Create a Dress-Up Corner
Instead of throwing away old costumes or clothes, keep them in a dress-up corner for your sons and daughters. Old sports items like goggles, ski masks, flippers, and tutus can add to the fun, too. Leave it out and you'll be surprised at how often your children gravitate towards the box without any prodding from you.
Make Instruments and Put on a Concert
If you have old containers (like cereal boxes, oatmeal or ice cream tubs, and Pringles cans) you can use scissors, tape and string to make your own instruments. Don't provide instruction and see how your child makes a functional drum, shaker, or flute or guitar. Make a variety of instruments and put on a concert. Take it a step further and make up a name and back-story for your family band!

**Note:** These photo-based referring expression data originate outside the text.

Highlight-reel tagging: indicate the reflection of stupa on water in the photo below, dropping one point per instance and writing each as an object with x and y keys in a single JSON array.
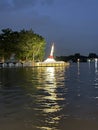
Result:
[{"x": 50, "y": 61}]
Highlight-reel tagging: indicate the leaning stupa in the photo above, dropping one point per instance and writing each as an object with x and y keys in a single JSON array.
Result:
[{"x": 50, "y": 61}]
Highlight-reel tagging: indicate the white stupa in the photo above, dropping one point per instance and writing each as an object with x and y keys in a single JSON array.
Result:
[{"x": 51, "y": 59}]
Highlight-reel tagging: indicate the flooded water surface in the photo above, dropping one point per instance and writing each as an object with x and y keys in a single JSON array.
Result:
[{"x": 49, "y": 98}]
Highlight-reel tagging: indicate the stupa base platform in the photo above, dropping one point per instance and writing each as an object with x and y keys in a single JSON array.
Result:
[{"x": 51, "y": 64}]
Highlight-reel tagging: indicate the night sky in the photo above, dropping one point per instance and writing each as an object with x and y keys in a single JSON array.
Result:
[{"x": 71, "y": 24}]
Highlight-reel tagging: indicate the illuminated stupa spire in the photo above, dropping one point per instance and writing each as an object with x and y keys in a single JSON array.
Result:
[{"x": 51, "y": 58}]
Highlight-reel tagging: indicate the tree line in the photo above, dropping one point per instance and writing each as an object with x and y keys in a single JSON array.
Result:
[{"x": 25, "y": 45}]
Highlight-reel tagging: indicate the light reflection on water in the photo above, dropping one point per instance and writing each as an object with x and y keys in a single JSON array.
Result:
[
  {"x": 50, "y": 98},
  {"x": 49, "y": 101}
]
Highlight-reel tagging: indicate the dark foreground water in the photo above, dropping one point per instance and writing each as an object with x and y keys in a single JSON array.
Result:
[{"x": 49, "y": 98}]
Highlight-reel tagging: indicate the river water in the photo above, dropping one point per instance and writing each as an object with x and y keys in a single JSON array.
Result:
[{"x": 49, "y": 98}]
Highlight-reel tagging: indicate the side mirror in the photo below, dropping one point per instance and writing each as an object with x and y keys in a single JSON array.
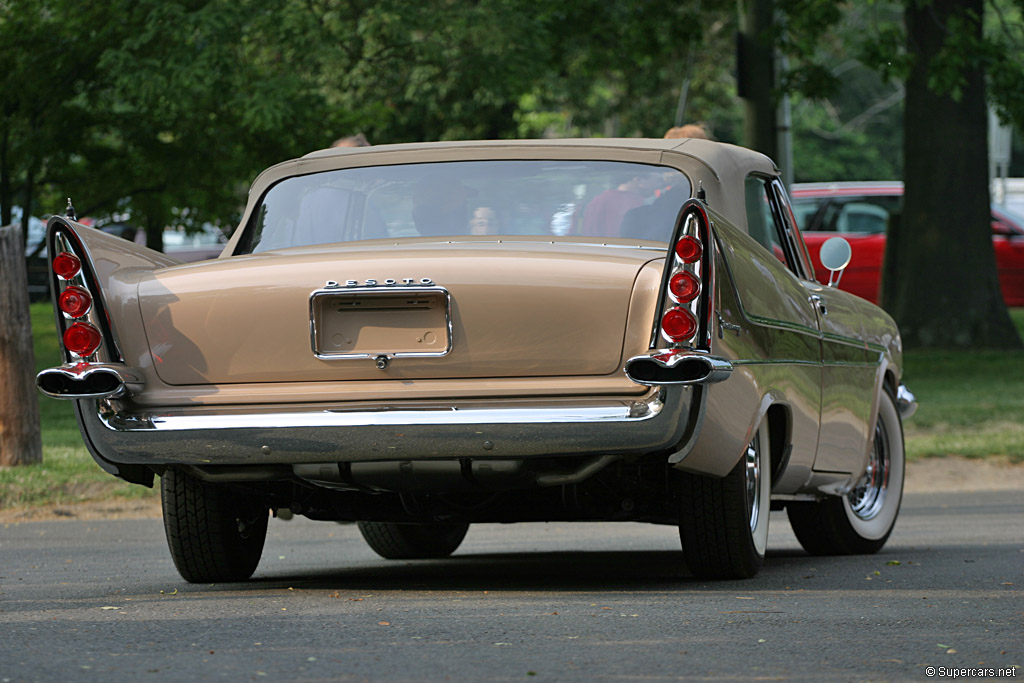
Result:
[{"x": 836, "y": 255}]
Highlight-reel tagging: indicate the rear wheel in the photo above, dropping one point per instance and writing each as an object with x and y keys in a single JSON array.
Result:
[
  {"x": 860, "y": 521},
  {"x": 413, "y": 542},
  {"x": 215, "y": 535},
  {"x": 723, "y": 523}
]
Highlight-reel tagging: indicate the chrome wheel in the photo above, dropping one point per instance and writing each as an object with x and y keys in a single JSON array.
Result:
[
  {"x": 868, "y": 497},
  {"x": 861, "y": 520}
]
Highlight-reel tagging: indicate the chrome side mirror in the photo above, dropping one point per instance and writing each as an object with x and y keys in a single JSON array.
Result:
[{"x": 836, "y": 255}]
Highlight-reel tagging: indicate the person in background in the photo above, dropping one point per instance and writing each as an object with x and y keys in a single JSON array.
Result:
[
  {"x": 655, "y": 220},
  {"x": 603, "y": 215},
  {"x": 484, "y": 221}
]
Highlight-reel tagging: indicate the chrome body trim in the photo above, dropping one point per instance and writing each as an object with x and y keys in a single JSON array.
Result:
[
  {"x": 509, "y": 428},
  {"x": 906, "y": 403},
  {"x": 89, "y": 380},
  {"x": 676, "y": 367},
  {"x": 337, "y": 289}
]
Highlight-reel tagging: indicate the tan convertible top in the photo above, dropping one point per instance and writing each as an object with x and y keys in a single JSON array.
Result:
[{"x": 718, "y": 167}]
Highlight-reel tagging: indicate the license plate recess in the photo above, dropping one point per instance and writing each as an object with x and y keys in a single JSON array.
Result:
[{"x": 361, "y": 324}]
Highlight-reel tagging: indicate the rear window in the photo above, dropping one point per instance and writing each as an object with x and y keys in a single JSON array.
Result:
[{"x": 472, "y": 200}]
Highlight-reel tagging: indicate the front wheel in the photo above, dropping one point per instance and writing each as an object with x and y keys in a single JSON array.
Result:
[
  {"x": 413, "y": 542},
  {"x": 723, "y": 523},
  {"x": 215, "y": 535},
  {"x": 859, "y": 522}
]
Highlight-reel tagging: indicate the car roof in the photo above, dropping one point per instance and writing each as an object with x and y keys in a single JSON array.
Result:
[{"x": 719, "y": 167}]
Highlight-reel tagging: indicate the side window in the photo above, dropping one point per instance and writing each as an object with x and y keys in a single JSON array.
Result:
[
  {"x": 858, "y": 215},
  {"x": 765, "y": 221}
]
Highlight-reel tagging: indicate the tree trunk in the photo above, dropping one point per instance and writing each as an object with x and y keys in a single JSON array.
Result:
[
  {"x": 945, "y": 291},
  {"x": 19, "y": 438}
]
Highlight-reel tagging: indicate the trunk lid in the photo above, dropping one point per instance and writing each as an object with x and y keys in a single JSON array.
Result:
[{"x": 515, "y": 308}]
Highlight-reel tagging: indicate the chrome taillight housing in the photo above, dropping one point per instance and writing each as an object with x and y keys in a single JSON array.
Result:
[
  {"x": 81, "y": 317},
  {"x": 686, "y": 278}
]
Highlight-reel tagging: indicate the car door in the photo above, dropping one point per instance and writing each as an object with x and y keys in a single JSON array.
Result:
[
  {"x": 850, "y": 367},
  {"x": 1008, "y": 240}
]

Use Boxes to Create a Made-Up World
If you've ever given a large gift for a holiday and seen your child become more interested in the huge box than the gift, you know that boxes are great blank slates for creativity. Gather different sizes and shapes of boxes and take a day to create a made-up world in your play room or backyard. Provide scissors, tape and markers to alter the boxes. You may find you and your child creating streets, neighborhoods, castles or enchanted forests.